L'équipe affirme aussi avoir identifié des parties de la grotte originale. Moropoulou a expliqué au National Geographic qu’une des parois calcaires est à présent visible à travers une nouvelle fenêtre dans l'Édicule. Elle explique : "Il s’agit de la roche sacrée vénérée durant des siècles, mais ce n'est qu’à présent qu’il est possible de la voir réellement.”

Ces découvertes ne permettent malgré tout pas de prouver que le Christ ait jamais été enterré dans cette tombe. Des archéologues comme Dan Bahat estiment toutefois que les preuves sont convaincantes. Au cours d’un entretien avec le Daily Mail en 2016, Bahat déclare : "Peut-être que nous n’avons pas la certitude absolue que le site de l'église du Saint-Sépulcre est bien l’endroit où Jésus fut enterré, mais aucun autre site ne peut faire une telle revendication, et nous n'avons vraiment pas de raison de rejeter l'authenticité du site."

En fait, cette affaire met en évidence un vieux schisme au sein de l'archéologie biblique. D'un côté, certains érudits acceptent ce que dit la Bible – et croient donc que le Christ a bien été un personnage historique réel. De l'autre, de nombreux experts estiment que la réalité historique du Christ – si celle-ci est bien réelle – a été déformée par la fiction biblique et les mythologies chrétiennes. Les deux côtés ont pourtant recours aux recherches archéologiques pour étayer leurs revendica

Dans un article pour le compte du National Geographic en 2016, Kristin Romey s'est rendue en Terre sainte afin de découvrir la vérité. Utilisant la Bible comme une sorte de guide de voyage, elle visite des sites décrits dans le Nouveau Testament. Romey discute aussi avec de nombreux érudits et assiste à l'ouverture du tombeau du Christ dans l'église du Saint-Sépulcre. Et, à cet endroit, elle fait l’expérience d’une épiphanie.

Romey écrit : "Je me rappelle d'avoir été seule dans la tombe après que le revêtement en marbre ait été retiré, bouleversée en pensant que je contemplais un des monuments les plus importants du monde – un coffre en calcaire vénéré depuis des millénaires, quelque chose qui n'avait pas été vu depuis sans doute mille ans. Je me suis sentie submergée par toutes les questions de l'histoire".

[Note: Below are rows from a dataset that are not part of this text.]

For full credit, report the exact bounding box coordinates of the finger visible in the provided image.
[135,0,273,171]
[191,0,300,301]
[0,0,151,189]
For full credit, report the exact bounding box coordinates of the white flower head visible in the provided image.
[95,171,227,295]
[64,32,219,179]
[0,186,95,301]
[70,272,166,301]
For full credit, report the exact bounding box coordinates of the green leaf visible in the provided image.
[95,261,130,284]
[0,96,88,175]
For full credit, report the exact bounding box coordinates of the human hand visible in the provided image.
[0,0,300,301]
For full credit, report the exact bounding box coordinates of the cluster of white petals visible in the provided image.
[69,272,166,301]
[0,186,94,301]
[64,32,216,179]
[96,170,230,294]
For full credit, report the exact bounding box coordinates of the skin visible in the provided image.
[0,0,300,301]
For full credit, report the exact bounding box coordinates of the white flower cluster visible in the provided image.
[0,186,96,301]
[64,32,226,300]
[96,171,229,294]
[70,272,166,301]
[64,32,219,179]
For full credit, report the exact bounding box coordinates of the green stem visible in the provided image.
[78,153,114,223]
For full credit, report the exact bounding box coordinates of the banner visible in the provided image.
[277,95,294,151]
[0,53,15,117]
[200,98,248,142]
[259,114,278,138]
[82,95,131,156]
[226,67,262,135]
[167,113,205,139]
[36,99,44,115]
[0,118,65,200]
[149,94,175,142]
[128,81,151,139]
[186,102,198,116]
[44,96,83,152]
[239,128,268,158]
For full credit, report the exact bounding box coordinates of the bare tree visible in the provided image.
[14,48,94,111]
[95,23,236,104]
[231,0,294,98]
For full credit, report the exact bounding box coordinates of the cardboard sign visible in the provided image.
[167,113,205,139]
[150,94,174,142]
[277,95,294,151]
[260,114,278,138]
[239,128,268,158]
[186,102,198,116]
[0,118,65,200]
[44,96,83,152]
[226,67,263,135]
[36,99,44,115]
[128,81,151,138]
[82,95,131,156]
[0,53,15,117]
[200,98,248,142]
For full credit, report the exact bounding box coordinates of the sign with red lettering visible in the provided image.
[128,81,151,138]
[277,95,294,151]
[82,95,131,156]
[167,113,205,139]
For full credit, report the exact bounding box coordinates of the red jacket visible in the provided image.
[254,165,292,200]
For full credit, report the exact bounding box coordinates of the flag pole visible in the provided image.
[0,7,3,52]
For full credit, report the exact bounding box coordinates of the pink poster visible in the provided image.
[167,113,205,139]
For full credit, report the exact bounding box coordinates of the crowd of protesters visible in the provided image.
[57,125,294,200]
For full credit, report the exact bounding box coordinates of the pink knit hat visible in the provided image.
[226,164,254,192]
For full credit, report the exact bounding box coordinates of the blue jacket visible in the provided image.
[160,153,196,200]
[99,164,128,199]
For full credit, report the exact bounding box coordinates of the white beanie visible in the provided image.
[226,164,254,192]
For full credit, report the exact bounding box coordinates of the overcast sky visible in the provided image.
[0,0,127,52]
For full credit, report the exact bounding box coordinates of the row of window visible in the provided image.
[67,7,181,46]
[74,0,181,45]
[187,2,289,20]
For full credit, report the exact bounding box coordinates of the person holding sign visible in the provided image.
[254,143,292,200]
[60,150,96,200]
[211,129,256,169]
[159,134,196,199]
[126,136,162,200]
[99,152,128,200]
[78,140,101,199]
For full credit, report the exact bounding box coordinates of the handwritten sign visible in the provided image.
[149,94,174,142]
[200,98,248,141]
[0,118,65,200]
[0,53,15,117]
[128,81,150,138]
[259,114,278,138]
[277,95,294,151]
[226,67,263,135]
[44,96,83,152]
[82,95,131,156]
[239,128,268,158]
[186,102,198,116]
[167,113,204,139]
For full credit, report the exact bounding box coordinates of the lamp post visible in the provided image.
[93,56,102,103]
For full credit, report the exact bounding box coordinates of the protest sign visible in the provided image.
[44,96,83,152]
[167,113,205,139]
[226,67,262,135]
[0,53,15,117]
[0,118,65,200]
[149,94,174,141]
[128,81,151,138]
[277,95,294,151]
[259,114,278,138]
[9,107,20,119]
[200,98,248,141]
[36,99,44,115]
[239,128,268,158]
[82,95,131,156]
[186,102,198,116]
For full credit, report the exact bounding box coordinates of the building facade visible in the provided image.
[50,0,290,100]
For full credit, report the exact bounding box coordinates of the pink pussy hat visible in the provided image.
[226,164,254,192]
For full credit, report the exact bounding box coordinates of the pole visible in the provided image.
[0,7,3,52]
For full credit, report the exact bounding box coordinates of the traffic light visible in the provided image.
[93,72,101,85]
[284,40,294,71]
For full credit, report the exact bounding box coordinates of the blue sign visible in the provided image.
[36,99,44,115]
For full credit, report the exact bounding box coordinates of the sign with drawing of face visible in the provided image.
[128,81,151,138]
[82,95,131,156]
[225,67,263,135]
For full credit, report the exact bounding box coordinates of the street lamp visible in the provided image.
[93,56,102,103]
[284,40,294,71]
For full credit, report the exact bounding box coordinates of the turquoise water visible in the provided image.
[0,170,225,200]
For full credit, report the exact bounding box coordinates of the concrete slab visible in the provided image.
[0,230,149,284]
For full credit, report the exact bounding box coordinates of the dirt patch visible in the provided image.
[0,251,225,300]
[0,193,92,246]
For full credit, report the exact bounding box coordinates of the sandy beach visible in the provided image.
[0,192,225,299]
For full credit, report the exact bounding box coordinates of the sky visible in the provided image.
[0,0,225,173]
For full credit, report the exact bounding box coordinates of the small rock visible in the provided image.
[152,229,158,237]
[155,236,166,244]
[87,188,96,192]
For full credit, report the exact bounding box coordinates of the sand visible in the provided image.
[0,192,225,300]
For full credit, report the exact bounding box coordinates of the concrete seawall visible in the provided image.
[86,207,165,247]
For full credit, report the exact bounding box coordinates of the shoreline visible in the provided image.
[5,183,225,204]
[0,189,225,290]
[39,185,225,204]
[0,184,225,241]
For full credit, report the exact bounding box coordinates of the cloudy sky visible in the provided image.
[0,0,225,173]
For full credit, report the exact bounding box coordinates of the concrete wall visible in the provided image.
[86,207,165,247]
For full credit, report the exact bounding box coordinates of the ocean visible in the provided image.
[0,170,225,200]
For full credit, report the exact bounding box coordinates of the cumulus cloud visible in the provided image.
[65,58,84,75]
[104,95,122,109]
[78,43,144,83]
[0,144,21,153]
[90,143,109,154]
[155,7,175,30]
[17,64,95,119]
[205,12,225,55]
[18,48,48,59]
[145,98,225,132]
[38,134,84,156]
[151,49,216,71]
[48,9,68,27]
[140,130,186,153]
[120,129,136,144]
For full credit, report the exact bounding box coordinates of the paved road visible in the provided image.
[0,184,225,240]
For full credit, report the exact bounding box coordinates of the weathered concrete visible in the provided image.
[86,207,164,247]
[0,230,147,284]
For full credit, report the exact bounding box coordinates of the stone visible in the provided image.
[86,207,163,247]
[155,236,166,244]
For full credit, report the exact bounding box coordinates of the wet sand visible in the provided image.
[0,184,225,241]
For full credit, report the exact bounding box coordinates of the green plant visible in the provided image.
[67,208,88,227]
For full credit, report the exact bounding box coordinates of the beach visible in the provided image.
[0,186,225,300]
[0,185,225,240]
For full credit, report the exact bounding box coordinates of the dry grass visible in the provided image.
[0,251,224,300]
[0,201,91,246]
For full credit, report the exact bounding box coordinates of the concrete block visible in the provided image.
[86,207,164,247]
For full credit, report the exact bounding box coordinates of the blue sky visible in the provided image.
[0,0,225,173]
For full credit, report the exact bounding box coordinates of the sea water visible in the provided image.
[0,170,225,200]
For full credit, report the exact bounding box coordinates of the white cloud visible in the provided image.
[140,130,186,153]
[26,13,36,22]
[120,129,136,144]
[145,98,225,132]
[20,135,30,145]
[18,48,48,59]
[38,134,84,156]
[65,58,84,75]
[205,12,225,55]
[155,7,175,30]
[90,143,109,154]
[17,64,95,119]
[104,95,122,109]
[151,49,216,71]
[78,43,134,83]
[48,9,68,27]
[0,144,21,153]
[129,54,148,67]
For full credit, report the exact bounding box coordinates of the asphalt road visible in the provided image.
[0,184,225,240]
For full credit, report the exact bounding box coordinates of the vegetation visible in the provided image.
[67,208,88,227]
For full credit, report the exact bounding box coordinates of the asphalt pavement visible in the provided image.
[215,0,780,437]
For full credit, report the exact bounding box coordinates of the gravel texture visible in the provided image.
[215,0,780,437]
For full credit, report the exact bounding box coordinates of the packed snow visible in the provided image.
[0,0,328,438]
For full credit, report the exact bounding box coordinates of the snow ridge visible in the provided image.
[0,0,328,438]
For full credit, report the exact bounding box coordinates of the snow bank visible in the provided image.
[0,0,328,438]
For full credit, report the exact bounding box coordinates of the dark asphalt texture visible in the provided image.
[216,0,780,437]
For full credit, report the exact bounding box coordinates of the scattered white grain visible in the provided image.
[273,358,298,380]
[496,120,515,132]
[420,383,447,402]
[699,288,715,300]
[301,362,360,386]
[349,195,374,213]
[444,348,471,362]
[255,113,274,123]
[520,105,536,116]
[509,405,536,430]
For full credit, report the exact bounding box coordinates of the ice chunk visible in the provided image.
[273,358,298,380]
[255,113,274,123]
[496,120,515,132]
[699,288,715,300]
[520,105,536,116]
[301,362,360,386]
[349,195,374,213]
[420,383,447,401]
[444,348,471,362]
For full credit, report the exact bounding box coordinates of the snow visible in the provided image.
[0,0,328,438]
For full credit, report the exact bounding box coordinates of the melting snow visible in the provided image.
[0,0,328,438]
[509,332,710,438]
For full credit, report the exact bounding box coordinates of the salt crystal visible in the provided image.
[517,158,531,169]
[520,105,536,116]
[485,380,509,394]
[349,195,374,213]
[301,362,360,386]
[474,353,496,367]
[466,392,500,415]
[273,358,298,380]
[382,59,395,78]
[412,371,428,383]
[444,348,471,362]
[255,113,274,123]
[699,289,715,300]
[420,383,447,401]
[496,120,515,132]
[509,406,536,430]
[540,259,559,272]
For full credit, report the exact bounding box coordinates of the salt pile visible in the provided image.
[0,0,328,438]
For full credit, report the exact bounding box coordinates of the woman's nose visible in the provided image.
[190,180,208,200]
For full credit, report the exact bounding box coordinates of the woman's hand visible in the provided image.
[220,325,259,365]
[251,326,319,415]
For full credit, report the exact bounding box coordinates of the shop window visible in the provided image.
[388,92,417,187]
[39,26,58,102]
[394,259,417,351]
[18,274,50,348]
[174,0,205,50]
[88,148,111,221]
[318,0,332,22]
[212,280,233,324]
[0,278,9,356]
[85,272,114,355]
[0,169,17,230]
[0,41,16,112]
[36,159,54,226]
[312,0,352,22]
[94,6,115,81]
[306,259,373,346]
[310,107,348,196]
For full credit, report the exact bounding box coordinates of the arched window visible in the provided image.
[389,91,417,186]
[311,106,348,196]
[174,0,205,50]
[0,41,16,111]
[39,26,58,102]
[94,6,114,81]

Mais ce n'est qu’en retournant au tombeau à Pâques que Romey réalisa que toutes ces questions n'avaient sans doute que peu d'importance en-dehors des domaines de la science et de l'érudition. En entrant dans la tombe aux côtés d’une foule de pèlerins, elle se mit à observer les fidèles qui déposaient des baisers et des cartes de prière sur la couche de marbre.

"À ce moment, j’ai réalisé que pour les croyants sincères, la quête des érudits à propos du Jésus historique et dépourvu de surnaturel n’avait que peu d'importance", écrit Romey. "Cette quête est sans fin, pleine de théories mouvantes, de questions sans réponse, de faits incompatibles. Mais pour les vrais croyants, leur foi dans la vie, la mort et la résurrection du Fils de Dieu reste une preuve suffisante en soi."